Using outcome trajectory evaluation to assess HarvestPlus’ contribution to the development of national biofortification breeding programs
Abstract
While the key role that policy plays in sustainable development has long been recognized, rigorously documenting the influence of research on policy outcomes faces conceptual, empirical and even political challenges. Addressing these challenges is increasingly urgent since improving policies—broadly defined—is at the heart of the structural transformation agenda. This paper describes the use of a new evaluation method—outcomes trajectory evaluation (OTE), based on both evaluation and policy process theory—to explore the influence of HarvestPlus, a large and complex research for development program focused on improving nutrition, on a specific policy outcome, namely the establishment of crop biofortification breeding programs in national agricultural research institutes in Bangladesh, India and Rwanda.
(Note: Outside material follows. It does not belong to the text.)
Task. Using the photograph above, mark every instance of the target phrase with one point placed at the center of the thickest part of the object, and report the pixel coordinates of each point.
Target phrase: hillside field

The findings support claims of significant HarvestPlus contributions to the establishment of the programs while also raising issues that need to be monitored moving forward to ensure sustainability. The paper also discusses the pros and cons of the OTE approach in terms of both methodological rigor and program learning. In particular, the fact that HarvestPlus is a long-running program allows us to reflect on how a “backward looking” approach such as OTE builds on and complements the more “forward looking,” theory of change-based approaches that informed HarvestPlus programming and evaluation during its earlier, highly-successful phases. Such a long-run perspective is rare in development evaluation and it offers important lessons for how to think about and plan for evaluation over the course of a complex agriculture research for development program.